Opportunities for all as Ireland looks beyond its shores

It's beautiful, it's accessible, and it has the fastest growing economy in Europe. But how does architecture benefit from Ireland's good fortune?

The flourishing arts sector has financed world-class public buildings, the commercial sector has been bolstered by foreign investment in high-technology and service-sector industries and there is currently something of a housing boom. Fuelled by the changing lifestyles of a young population, the housing market is calling for a radical departure from the rural bungalow which has come to be taken as the stereotypical icon of domestic Irish life. Dublin's current housing shortage, for example, is exacerbated by the fact that its population is increasing by 25,000 every year. An associate architect in the Republic of Ireland earns as much as their counterpart in central London; a partner earns considerably more. Even in Northern Ireland, where salaries are lower, the economy seems to be stabilising, with new overseas investment reaching an all-time high.

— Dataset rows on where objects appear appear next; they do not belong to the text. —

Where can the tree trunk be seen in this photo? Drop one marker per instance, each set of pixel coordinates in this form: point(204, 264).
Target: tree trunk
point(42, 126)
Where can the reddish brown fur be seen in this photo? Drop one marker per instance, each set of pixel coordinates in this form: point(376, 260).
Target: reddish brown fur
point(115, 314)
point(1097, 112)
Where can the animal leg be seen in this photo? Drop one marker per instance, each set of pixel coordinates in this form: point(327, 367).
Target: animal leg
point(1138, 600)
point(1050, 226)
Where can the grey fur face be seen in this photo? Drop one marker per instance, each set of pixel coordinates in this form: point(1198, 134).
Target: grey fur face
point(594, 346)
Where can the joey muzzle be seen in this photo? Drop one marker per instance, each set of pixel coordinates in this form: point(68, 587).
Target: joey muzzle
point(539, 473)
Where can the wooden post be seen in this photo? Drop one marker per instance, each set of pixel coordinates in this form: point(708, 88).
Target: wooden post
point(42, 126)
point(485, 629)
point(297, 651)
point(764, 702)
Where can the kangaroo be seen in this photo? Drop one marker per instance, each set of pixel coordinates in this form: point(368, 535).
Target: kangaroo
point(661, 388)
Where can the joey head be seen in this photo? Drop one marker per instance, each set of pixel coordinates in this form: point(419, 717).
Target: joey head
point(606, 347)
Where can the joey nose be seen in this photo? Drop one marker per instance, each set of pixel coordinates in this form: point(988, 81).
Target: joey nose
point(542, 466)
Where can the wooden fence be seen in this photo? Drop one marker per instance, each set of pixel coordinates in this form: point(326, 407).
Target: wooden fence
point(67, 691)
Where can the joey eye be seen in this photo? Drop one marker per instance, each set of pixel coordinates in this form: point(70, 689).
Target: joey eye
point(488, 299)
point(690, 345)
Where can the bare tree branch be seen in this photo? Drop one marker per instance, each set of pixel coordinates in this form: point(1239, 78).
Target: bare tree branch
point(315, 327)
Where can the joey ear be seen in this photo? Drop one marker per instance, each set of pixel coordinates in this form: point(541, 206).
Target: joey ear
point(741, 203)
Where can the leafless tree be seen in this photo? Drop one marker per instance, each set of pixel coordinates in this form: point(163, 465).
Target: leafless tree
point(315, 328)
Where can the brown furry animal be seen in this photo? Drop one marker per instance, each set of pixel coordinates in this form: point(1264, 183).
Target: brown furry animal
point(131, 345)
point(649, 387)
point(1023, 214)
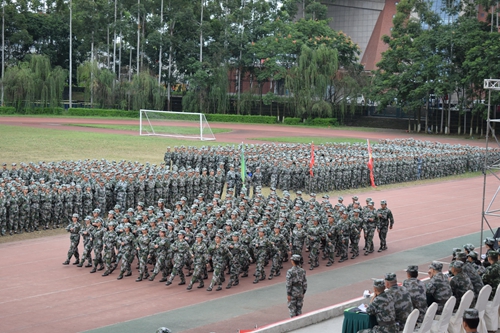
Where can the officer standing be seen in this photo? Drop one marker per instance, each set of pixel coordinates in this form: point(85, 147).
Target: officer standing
point(296, 286)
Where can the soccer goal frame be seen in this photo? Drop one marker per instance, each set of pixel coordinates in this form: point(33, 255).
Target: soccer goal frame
point(146, 122)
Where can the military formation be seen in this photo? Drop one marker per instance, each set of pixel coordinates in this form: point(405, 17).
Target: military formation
point(391, 303)
point(42, 195)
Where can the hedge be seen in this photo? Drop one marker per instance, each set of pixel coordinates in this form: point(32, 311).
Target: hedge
point(85, 112)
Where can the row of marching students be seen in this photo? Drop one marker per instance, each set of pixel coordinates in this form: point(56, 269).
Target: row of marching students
point(215, 239)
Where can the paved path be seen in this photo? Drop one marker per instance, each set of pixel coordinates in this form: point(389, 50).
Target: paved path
point(40, 293)
point(239, 132)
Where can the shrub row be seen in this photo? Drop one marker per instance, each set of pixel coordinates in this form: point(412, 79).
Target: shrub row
point(87, 112)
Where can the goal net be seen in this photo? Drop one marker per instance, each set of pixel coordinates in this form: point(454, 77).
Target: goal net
point(175, 124)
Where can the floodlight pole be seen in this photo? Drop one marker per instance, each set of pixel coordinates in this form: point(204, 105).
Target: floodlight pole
point(489, 84)
point(201, 127)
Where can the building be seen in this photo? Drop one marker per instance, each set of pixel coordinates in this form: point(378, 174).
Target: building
point(366, 21)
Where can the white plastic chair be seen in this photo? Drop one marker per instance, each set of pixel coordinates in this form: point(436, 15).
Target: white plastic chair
point(457, 318)
point(411, 321)
point(428, 319)
point(441, 325)
point(491, 317)
point(482, 300)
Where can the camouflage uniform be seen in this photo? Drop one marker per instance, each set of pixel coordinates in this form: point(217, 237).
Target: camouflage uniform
point(438, 290)
point(416, 288)
point(296, 287)
point(383, 309)
point(74, 229)
point(492, 277)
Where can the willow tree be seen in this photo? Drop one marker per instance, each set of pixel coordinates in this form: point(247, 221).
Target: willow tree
point(310, 80)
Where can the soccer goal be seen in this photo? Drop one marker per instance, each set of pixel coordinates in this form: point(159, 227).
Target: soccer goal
point(175, 124)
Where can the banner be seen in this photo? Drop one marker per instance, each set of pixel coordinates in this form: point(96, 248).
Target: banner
point(370, 164)
point(311, 162)
point(243, 165)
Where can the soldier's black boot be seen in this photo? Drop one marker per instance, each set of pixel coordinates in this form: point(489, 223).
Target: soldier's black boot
point(169, 281)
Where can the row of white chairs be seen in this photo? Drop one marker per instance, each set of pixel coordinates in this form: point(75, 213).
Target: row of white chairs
point(449, 322)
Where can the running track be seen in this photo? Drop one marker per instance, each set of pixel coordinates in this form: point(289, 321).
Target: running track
point(38, 293)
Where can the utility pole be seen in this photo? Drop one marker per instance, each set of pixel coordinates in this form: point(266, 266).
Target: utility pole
point(70, 52)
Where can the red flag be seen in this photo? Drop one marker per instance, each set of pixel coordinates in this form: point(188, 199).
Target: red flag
point(370, 164)
point(311, 162)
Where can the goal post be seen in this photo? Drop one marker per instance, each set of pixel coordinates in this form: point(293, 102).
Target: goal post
point(188, 125)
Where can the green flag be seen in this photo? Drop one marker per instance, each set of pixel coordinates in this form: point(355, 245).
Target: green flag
point(242, 165)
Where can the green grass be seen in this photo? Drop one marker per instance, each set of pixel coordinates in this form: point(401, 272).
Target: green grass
point(309, 139)
point(163, 129)
point(28, 144)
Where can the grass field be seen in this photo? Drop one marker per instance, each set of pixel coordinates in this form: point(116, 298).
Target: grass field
point(309, 139)
point(160, 129)
point(28, 144)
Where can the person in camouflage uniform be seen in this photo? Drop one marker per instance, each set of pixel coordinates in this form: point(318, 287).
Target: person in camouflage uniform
point(219, 253)
point(416, 288)
point(402, 300)
point(316, 233)
point(279, 247)
point(74, 230)
point(260, 246)
point(180, 249)
point(13, 211)
point(97, 242)
point(24, 210)
point(160, 249)
point(382, 307)
point(296, 286)
point(385, 222)
point(86, 233)
point(126, 252)
point(492, 274)
point(3, 213)
point(459, 282)
point(110, 240)
point(437, 288)
point(199, 255)
point(369, 226)
point(142, 246)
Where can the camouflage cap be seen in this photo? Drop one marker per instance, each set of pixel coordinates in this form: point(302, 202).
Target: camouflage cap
point(471, 314)
point(412, 268)
point(436, 266)
point(492, 254)
point(473, 255)
point(379, 283)
point(390, 277)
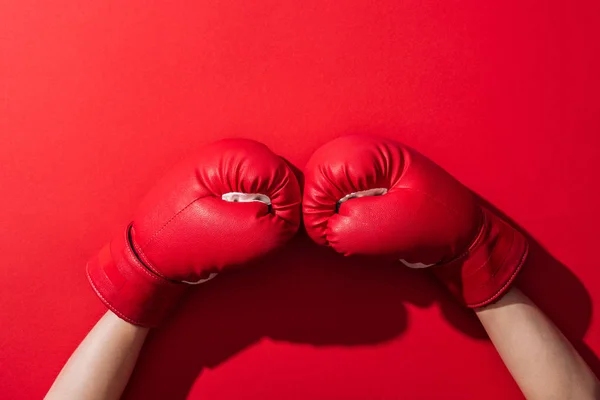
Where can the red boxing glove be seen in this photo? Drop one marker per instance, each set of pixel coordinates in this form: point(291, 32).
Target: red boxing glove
point(372, 196)
point(231, 202)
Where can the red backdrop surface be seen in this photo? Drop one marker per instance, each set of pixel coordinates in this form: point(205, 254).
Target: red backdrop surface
point(97, 98)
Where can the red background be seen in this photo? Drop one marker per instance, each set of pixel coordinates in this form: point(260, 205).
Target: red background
point(97, 98)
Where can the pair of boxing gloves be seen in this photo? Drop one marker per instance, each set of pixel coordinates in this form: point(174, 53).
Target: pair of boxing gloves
point(235, 200)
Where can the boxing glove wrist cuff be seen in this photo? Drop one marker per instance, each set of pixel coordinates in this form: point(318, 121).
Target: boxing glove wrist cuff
point(486, 271)
point(128, 288)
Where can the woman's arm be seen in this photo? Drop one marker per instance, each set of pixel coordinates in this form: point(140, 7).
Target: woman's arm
point(538, 356)
point(100, 367)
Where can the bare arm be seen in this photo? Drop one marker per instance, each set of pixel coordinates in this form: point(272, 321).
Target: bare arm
point(541, 360)
point(102, 364)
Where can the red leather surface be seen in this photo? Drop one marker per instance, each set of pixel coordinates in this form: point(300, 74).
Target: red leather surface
point(97, 99)
point(184, 230)
point(425, 216)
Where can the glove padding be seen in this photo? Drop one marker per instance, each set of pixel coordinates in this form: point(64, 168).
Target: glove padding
point(372, 196)
point(229, 203)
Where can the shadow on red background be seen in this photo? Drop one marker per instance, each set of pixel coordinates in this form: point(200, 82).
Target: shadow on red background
point(308, 294)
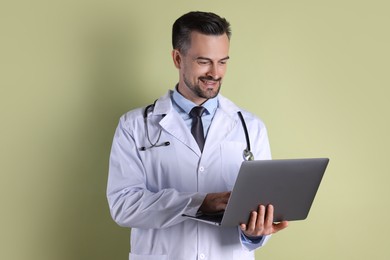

But architecture is also flourishing in aesthetic and intellectual terms. The buildings in this issue reflect the aspirations of a country which is looking outward in its quest to evolve its own vernacular. The National Museum of Country Life by the Office of Public Works (page 28), like the Armagh Arts Centre by Glenn Howells Architects (AJ 22.6.00), suggests a public sector sympathetic to rigorous Modernism. Many smaller buildings show that private clients are just as open to international influences, as befits a country which has long since been accustomed to looking beyond its own shores.

Ireland boasts more than 40 airports and benefits from a close affinity to Europe, but also from strong historic links with the US, currently reinforced by significant economic ties - Ireland receives 25 per cent of all US investment in the EU. This, combined with a fertile economy, a can-do attitude and a genuine respect for the arts, is helping to nurture formidable homegrown talent, while architects from the mainland - Benson & Forsyth, Cartwright Pickard, Glenn Howells, to name a few - have discovered opportunities in Ireland which they would not have found at home.